What about a counterbid? Don’t write off the possibility. Entain’s relationship with MGM is not as tight as William Hill’s with Caesars, which secured the acquisition only after threatening to collapse their joint venture if an interloper appeared. For Entain a change of control might only require MGM to buy the US venture at fair value. Allowing a rival to gain control of the tech is a worst-case scenario for MGM and a potential valuable bargaining chip for Entain. Its shareholders are probably wise to hang on for more.

Music to watch stocks by

The economics of music have changed almost as much as genres over the years. Music label Svengalis have been elbowed aside by, variously, ballsy bands, copyright pirates and streaming, writes Louise Lucas

The latter was supposed to hand control back to the artists but it is hard to keep the hand of big business out of the cookie jar. Just ask Taylor Swift, left out cold on the bleachers when her back catalogue — over which she had already spilled bad blood with manager Scooter Braun — was sold to private equity. 

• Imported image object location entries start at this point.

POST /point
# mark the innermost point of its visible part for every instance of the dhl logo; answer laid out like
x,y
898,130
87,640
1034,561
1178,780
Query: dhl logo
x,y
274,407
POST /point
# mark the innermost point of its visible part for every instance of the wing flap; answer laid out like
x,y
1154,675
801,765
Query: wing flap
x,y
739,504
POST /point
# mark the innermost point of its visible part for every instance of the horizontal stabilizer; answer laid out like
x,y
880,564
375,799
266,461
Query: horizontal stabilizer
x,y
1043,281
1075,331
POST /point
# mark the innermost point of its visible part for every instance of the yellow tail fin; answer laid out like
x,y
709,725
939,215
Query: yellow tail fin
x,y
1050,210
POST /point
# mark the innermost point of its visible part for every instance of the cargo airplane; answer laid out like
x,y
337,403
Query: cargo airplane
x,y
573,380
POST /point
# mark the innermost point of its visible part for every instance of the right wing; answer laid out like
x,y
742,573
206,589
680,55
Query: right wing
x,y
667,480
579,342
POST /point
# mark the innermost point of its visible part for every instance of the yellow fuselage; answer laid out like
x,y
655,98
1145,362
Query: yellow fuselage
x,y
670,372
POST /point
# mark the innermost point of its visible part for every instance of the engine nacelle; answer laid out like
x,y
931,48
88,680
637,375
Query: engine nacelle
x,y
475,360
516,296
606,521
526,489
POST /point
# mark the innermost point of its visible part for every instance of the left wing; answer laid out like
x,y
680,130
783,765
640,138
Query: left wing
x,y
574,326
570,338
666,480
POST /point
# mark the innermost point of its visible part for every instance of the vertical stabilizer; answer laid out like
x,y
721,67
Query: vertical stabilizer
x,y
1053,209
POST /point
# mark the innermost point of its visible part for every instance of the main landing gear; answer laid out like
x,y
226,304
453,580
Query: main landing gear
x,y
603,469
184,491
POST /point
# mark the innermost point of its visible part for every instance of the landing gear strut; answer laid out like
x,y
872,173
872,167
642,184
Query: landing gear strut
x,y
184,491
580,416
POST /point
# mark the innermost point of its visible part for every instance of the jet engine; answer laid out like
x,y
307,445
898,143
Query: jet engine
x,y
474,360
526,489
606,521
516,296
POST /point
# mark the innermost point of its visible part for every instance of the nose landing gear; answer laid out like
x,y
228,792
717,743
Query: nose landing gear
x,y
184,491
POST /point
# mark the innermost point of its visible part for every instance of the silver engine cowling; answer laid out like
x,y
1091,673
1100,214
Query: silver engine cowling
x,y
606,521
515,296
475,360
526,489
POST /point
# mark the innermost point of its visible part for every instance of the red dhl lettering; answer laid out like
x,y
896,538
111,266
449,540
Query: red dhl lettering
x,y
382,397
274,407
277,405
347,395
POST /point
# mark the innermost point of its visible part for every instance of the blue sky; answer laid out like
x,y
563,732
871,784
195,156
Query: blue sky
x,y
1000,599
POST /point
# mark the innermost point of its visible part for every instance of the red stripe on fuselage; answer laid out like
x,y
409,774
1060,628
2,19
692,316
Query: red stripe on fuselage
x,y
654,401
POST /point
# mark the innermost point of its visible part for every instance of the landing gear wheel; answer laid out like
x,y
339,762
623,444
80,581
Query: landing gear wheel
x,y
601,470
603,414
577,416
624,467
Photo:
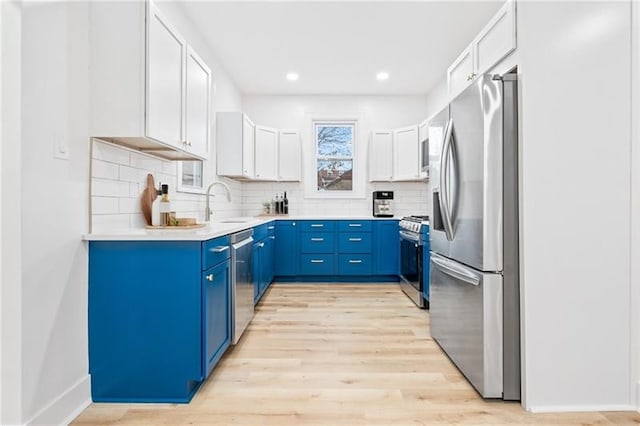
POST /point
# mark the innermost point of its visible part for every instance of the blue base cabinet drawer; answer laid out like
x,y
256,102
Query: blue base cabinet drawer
x,y
354,264
215,251
317,225
354,226
317,242
317,264
354,242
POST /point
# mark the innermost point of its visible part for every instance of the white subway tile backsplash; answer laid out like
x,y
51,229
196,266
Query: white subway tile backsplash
x,y
130,174
104,205
130,205
104,170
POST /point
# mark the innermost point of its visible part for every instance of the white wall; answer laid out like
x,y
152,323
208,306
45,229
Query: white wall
x,y
635,206
376,112
575,218
54,259
10,214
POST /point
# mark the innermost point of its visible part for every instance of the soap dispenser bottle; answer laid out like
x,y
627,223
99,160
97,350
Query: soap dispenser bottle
x,y
155,207
165,206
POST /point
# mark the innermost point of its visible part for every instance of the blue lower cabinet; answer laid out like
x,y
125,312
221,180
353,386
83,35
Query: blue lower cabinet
x,y
317,242
217,315
354,264
317,264
157,325
354,242
286,248
386,248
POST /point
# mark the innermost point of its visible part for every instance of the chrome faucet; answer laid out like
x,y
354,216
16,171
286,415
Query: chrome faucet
x,y
207,209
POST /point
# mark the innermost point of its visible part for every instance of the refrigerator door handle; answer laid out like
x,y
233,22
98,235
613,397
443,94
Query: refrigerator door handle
x,y
444,181
456,271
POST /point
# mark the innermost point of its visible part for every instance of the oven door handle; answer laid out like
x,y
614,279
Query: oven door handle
x,y
407,236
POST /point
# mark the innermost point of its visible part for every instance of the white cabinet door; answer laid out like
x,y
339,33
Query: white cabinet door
x,y
166,51
381,156
198,105
497,39
406,161
289,156
266,153
248,141
461,73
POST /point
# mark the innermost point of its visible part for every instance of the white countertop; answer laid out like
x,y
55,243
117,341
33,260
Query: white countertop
x,y
213,230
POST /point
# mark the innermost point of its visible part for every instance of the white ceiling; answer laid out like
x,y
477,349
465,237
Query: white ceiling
x,y
338,47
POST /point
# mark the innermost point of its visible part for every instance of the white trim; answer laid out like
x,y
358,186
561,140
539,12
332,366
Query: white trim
x,y
67,406
359,157
579,408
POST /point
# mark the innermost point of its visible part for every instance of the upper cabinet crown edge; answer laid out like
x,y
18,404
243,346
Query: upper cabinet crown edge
x,y
150,91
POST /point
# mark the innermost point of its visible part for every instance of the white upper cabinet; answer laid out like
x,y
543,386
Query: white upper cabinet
x,y
496,40
381,155
289,156
266,153
147,92
406,160
461,73
198,111
235,138
166,50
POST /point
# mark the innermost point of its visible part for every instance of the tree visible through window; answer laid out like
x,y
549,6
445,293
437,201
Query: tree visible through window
x,y
334,156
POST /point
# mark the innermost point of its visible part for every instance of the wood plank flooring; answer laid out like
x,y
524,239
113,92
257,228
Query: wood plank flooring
x,y
336,354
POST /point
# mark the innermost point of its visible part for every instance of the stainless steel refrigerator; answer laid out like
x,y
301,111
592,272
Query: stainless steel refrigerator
x,y
475,302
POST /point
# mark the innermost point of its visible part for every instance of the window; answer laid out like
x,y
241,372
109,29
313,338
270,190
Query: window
x,y
334,144
190,176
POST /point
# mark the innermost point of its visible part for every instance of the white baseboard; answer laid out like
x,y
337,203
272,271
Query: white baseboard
x,y
67,406
580,408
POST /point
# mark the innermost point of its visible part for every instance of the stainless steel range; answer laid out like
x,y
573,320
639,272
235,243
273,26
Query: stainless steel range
x,y
414,263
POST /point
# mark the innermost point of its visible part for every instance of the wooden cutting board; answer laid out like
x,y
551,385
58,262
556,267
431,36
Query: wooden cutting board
x,y
149,194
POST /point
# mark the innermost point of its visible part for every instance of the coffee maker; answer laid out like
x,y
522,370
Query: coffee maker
x,y
382,204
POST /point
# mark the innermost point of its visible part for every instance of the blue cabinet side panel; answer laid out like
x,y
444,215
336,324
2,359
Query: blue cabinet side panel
x,y
217,315
145,329
386,253
286,248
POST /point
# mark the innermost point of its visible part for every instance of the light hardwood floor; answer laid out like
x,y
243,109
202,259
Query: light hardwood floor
x,y
336,354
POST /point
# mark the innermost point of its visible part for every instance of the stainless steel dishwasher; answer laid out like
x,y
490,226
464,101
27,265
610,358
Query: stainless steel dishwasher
x,y
241,282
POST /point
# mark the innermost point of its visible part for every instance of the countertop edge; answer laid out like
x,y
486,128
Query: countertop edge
x,y
216,229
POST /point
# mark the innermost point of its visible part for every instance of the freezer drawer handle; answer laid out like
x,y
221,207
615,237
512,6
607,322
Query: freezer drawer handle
x,y
456,272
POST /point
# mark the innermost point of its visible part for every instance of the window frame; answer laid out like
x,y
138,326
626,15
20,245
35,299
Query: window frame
x,y
311,158
192,189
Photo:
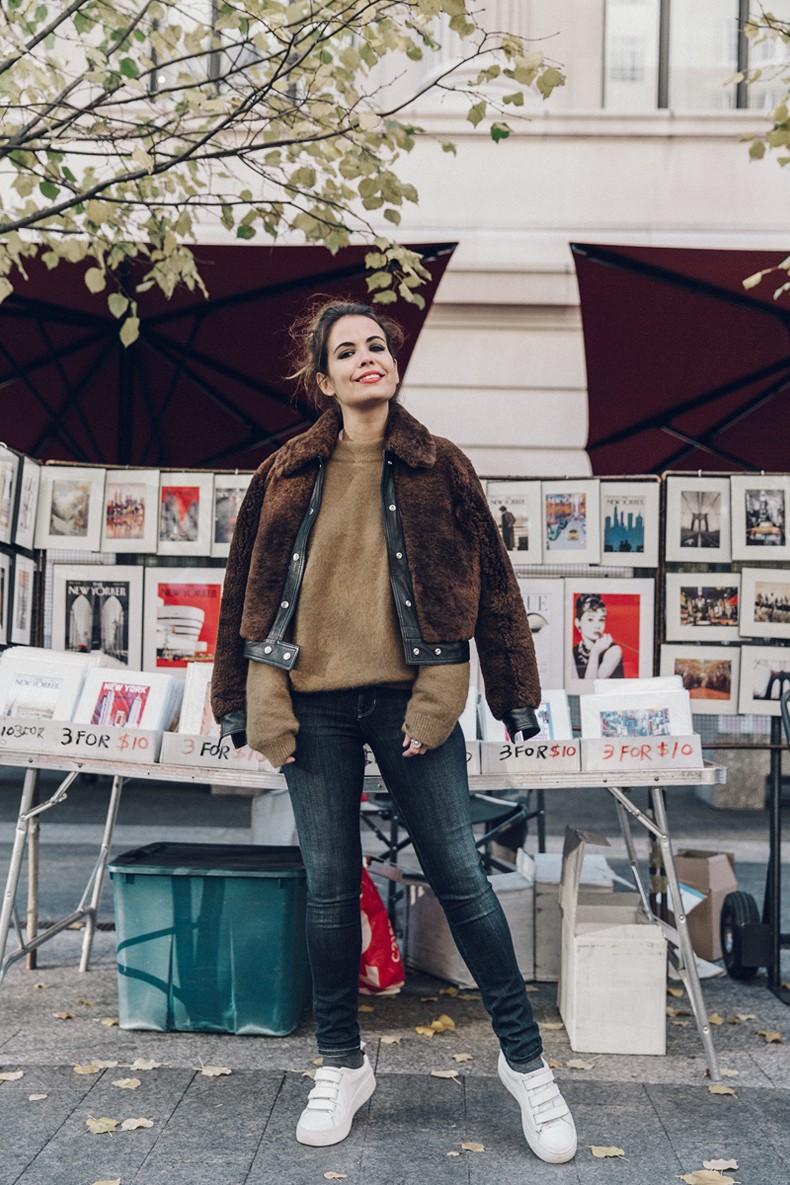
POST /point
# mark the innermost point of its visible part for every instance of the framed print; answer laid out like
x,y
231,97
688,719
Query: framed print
x,y
185,513
554,716
70,506
98,607
545,604
8,472
29,482
608,631
698,519
5,596
229,494
702,607
759,517
765,602
710,676
515,506
180,619
21,601
764,676
129,518
662,713
629,523
571,530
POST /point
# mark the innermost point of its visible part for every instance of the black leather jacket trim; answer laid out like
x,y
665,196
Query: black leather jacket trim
x,y
524,721
276,651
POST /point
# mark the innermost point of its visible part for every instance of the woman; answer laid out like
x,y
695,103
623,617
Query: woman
x,y
596,654
364,559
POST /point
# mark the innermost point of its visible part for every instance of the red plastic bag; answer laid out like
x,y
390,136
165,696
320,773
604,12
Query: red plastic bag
x,y
380,968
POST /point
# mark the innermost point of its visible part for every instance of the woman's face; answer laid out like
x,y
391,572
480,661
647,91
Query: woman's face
x,y
361,372
592,625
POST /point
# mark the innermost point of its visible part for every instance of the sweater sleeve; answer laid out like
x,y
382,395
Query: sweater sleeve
x,y
437,699
227,684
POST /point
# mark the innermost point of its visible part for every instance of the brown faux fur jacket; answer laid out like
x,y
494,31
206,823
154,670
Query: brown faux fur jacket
x,y
463,582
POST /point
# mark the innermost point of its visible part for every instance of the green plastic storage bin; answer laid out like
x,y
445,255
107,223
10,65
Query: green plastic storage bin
x,y
210,937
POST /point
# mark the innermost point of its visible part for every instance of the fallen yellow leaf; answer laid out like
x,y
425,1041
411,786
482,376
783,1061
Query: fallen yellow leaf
x,y
101,1126
444,1074
706,1177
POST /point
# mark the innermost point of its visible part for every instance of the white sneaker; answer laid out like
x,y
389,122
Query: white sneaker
x,y
333,1102
547,1123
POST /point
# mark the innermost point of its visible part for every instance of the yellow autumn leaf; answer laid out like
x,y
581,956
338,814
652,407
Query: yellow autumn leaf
x,y
706,1177
101,1126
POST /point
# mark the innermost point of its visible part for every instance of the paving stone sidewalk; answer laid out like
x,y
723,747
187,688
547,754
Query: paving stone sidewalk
x,y
237,1128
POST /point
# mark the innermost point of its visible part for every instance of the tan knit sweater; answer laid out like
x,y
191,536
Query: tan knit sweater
x,y
346,596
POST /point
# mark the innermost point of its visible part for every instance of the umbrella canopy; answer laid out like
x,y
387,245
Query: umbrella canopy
x,y
686,367
205,384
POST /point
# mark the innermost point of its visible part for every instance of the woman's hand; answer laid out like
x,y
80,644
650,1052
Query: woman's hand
x,y
412,748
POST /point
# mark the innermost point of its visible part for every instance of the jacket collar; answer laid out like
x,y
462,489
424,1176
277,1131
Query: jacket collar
x,y
404,436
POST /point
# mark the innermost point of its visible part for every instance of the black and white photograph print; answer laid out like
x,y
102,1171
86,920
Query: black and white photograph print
x,y
98,607
702,607
710,676
70,505
629,523
515,506
26,510
759,517
764,677
130,511
229,494
765,602
698,519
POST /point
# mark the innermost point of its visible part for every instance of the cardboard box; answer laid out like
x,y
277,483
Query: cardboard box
x,y
714,875
614,965
596,877
429,941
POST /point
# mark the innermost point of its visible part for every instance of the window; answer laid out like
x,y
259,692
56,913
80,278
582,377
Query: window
x,y
679,53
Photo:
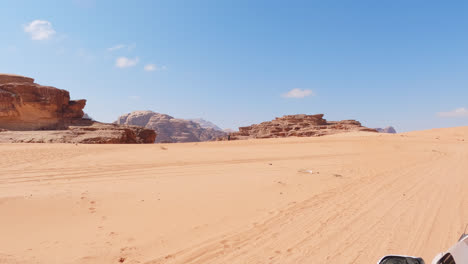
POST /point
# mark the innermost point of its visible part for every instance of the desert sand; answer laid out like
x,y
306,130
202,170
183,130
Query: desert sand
x,y
347,198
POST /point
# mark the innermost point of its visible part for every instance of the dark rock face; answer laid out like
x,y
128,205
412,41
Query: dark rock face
x,y
205,124
25,105
30,112
388,129
298,126
96,133
170,129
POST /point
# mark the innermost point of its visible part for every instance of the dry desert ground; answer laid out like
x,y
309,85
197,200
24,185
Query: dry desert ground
x,y
347,198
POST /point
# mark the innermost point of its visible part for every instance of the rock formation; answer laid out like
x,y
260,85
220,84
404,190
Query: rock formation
x,y
298,126
27,107
97,133
170,129
205,124
388,129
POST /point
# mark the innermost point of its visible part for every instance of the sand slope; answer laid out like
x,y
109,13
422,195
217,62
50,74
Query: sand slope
x,y
235,202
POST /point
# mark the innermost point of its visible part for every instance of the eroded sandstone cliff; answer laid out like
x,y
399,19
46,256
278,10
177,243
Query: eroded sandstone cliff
x,y
25,105
298,126
33,113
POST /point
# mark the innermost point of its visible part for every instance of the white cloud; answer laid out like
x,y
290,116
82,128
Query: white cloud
x,y
122,46
116,47
298,93
154,67
39,29
460,112
124,62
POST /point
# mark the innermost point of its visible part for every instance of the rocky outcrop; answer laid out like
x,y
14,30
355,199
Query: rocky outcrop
x,y
388,129
170,129
25,105
298,126
97,133
30,112
205,123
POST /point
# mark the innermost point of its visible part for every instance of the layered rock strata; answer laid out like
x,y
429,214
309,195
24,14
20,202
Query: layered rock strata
x,y
298,126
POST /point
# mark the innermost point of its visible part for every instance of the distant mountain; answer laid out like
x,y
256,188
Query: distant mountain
x,y
205,124
298,126
170,129
229,130
388,129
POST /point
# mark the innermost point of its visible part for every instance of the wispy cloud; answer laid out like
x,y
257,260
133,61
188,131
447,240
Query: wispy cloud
x,y
298,93
154,67
124,62
459,112
39,30
122,46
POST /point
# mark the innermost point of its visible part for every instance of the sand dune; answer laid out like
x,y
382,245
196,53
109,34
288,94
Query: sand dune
x,y
348,198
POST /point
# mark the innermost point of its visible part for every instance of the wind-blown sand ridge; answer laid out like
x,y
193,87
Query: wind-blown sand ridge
x,y
346,198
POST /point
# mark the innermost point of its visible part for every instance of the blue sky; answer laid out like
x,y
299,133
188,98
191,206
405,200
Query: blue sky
x,y
399,62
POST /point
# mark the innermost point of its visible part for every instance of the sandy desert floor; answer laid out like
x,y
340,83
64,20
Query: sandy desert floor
x,y
348,198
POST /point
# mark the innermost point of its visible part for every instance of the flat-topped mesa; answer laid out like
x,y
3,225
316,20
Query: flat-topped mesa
x,y
25,105
12,78
298,126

Fellow artists can expect similar. Music publishers such as BMG and Universal run growing businesses predicated on royalties from back catalogues. These have been joined by upstarts founding entire businesses on the same premise — think Concord, Round Hill and London-listed Hipgnosis. No wonder. This is a business almost devoid of operating expenses and with rich seams to mine.

Hipgnosis, which has spent more than £1.2bn on 100-plus music catalogues since listing in 2018, tops the UK charts. Its deal-a-week form shows no sign of abating. It kicked off the new year with the acquisition of Jimmy Iovine’s back catalogue of royalties and has signalled plans for a further £1bn spending spree.

Turning up the volume during the pandemic sounds sensible. More people, homebound, are streaming music — and concerts too, given the absence of the real thing. The issue is cost and what you get for your money. More buyers means higher prices. The average blended multiple paid by Hipgnosis has crept steadily higher: from 12.8 times historic annual income in catalogues acquired by end-September 2019 to 14.8 times a year later. Both numbers include the entire portfolio, implying a sharp increase in the cost of later acquisitions.

As to value, there are some rules of thumb. Olden goldies have an inherently higher currency: the staying power of good tunes allies with the growing ranks of older people taking to streaming — over-55s made up a third of the UK’s newcomers last year, according to ERA. Hipgnosis’ revenues from decade-old-plus songs rose 8 percentage points more than revenues from recent catalogues.

But even these tunes can still surprise. It was only last Christmas, a full 36 years after its debut, that the Wham! hit of the same name topped the singles charts. Even older was Fleetwood Mac’s Dreams, which enjoyed a renaissance last year after a TikToker’s video to the tune went viral. As with pharma companies, a blockbuster can offset a slew of misses — but finding one in this case is far more luck than science.